3 reasons to reface cabinets and save your sanity

by Iris Price
Face Your Kitchen Columnist

Along with appliances, buying new kitchen cabinets can be a major remodeling expense. If you're like most people, your appetite for a new kitchen remodel can often be bigger than your budget -- or your needs. When it comes to deciding on whether to buy new cabinets or just reface the ones you have, however, budget might not be the deal-breaker. Refacing can cost more than purchasing and installing new cabinets, depending on what kind of cabinets you want to buy versus what kind of refacing you choose.

If you were thinking you can automatically save money by refacing, does that surprise you? Why would you reface instead of replace kitchen cabinets if refacing costs more?
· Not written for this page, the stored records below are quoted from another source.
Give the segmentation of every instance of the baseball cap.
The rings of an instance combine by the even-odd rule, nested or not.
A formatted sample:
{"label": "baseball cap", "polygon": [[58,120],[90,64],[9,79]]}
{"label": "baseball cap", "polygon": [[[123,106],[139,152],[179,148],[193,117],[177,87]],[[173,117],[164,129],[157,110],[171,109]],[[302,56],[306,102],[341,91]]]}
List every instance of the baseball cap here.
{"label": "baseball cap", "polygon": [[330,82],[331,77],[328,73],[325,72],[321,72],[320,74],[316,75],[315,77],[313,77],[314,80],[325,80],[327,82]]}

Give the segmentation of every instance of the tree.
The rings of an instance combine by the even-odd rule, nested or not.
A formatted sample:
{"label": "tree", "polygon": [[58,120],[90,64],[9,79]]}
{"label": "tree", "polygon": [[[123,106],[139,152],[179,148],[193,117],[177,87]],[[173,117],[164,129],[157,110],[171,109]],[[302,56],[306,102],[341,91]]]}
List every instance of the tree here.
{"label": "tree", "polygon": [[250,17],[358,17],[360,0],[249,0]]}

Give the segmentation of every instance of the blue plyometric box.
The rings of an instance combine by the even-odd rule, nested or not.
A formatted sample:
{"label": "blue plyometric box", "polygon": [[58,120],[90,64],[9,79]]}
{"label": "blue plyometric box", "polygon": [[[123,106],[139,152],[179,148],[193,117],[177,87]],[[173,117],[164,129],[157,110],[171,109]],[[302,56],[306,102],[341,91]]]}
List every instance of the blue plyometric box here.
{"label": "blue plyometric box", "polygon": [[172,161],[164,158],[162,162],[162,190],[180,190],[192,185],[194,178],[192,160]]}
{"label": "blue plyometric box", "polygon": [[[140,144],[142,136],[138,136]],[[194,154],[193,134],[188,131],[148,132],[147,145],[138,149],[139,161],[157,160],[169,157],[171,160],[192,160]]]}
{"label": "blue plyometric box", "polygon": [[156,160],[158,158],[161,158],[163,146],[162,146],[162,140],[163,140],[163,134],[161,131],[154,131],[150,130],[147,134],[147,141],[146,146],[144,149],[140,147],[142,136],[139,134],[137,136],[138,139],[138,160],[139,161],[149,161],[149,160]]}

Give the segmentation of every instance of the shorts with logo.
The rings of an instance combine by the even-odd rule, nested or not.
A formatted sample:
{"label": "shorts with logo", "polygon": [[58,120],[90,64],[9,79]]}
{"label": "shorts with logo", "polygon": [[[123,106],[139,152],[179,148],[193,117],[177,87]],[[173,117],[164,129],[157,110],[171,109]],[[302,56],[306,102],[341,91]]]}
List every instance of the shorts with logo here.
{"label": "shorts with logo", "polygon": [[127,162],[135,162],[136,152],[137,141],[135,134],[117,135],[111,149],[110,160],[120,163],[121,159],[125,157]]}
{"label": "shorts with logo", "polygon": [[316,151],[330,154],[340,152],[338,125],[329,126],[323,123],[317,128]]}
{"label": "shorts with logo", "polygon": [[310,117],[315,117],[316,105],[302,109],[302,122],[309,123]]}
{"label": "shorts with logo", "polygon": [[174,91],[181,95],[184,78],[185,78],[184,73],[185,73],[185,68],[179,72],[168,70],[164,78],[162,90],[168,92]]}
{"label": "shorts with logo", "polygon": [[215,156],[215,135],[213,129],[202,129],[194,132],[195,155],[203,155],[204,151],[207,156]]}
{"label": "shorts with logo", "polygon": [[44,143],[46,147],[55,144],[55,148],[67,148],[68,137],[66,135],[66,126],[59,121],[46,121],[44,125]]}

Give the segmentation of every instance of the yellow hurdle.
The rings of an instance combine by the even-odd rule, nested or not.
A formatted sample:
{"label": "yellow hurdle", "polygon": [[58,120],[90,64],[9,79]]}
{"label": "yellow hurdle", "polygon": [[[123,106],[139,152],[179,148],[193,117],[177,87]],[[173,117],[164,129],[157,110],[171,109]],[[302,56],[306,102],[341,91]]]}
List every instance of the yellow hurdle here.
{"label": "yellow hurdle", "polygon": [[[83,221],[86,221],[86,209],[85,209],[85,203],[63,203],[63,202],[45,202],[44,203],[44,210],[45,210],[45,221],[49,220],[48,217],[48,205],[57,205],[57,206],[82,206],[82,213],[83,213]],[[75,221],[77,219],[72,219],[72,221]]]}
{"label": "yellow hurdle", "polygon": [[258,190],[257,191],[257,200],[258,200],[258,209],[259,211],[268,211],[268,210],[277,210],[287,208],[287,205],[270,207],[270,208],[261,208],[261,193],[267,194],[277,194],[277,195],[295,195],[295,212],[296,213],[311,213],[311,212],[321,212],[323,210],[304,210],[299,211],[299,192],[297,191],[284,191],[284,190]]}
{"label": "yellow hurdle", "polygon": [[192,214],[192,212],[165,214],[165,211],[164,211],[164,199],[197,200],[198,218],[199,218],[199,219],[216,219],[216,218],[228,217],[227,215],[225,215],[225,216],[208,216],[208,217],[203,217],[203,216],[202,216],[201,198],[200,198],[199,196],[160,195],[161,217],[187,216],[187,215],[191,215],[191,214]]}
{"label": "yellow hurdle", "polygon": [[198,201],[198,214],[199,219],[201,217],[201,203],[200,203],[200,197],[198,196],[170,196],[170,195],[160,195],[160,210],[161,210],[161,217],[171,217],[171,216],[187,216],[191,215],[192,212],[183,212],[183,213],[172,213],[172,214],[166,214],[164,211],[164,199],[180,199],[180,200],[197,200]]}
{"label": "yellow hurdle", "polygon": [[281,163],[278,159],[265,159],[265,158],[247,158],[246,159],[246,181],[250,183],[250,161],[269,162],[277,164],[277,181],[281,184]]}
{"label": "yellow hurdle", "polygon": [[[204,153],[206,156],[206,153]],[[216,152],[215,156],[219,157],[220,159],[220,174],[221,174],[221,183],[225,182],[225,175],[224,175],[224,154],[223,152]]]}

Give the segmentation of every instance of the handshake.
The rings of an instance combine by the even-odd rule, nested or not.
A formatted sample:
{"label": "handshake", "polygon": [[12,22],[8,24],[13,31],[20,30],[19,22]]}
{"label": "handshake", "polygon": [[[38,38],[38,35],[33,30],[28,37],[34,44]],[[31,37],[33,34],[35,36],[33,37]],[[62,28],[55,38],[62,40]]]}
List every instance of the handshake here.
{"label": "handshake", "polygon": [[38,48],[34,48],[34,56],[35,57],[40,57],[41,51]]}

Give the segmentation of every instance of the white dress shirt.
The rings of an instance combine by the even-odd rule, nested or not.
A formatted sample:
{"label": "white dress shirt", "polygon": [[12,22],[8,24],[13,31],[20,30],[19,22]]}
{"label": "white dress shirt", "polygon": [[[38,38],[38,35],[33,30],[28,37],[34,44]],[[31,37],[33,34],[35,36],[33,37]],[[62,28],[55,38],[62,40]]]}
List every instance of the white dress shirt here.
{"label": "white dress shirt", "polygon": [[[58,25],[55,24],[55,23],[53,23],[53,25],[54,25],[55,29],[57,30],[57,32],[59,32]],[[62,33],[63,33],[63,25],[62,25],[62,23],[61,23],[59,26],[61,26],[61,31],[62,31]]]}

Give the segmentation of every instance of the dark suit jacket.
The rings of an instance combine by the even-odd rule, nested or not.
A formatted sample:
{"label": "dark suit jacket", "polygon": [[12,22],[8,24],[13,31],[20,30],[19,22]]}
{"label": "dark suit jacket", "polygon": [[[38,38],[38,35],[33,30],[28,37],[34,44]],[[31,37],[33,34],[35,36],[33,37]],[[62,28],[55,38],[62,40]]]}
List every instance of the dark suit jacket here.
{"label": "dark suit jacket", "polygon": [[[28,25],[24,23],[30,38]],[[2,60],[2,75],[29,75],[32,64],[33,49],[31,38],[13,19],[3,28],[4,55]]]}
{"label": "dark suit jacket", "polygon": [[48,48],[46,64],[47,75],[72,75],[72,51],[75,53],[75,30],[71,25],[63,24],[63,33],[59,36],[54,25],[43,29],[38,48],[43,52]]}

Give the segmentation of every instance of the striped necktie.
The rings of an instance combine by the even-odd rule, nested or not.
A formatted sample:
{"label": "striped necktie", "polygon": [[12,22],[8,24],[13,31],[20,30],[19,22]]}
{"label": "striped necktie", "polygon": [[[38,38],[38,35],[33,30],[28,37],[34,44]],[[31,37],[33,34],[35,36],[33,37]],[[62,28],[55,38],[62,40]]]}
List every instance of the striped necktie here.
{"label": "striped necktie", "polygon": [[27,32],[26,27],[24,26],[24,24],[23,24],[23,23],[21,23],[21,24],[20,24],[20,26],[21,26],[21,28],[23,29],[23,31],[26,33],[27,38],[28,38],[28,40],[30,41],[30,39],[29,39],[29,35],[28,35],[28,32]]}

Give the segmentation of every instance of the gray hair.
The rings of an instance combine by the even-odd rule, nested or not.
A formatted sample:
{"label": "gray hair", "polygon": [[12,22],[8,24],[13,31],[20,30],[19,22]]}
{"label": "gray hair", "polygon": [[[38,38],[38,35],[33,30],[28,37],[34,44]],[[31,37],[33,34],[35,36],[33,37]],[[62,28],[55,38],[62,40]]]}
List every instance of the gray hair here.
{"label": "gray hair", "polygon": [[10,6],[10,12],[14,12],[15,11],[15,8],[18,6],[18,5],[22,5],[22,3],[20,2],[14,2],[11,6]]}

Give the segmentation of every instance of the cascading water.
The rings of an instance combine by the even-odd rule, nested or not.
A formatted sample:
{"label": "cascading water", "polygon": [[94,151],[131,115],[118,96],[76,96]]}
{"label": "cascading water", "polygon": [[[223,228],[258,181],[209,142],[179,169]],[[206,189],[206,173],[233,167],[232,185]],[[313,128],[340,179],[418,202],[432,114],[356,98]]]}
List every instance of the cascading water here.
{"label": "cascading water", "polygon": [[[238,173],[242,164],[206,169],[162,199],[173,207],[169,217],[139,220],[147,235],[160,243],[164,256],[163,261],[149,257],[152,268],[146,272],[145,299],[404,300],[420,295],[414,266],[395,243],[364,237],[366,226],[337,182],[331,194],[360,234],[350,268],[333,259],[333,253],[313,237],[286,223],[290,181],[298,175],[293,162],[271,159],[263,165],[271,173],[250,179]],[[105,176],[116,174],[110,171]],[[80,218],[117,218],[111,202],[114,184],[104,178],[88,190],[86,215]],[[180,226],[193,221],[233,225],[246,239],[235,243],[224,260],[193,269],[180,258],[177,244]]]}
Here are a few reasons that make refacing an obvious choice.

3 reasons to reface instead of replace cabinets

  1. You're in a hurry. This is probably the best reason of all to reface. It's like the lunch-break face lift for your cabinet doors. Refacing by a professional generally takes just a few days to complete. It might take DIYers a little longer, and fixing mistakes while you "learn as you go" can cost a bit extra, but it's certainly within the scope of a handy person's skill set. Refacing can involve "the works" -- new doors and matching veneer facings -- or it can be as simple as adding some decorative moldings and refinishing everything with paint or new stain.
  2. You want less disruption. Refacing not only takes less time, you don't have the noise and dusty mess that ripping out all of your kitchen cabinets can cause. If someone in your family has allergies to dust, needs to study or work from home, or you can't find a convenient time of the year to have your kitchen offline for a while, refacing can be a lot less invasive than tearing out and installing new cabinetry.
  3. You want to keep your granite or other stone counters. Kitchen cabinet professionals advise refacing when you have countertops like granite or concrete that can be damaged or destroyed when the lower cabinets are removed. If you're married to your countertops for life -- or at least for as long as you plan to live in your home -- refacing is the way to go.

Refacing is best-suited for kitchen remodels that do not involve a new layout, but if you were nodding "yes" to any of the reasons above, it pretty much goes without saying that taking the old cabinets out and moving them around was probably not in your game plan, anyway. It isn't the money you want to save. It's your sanity.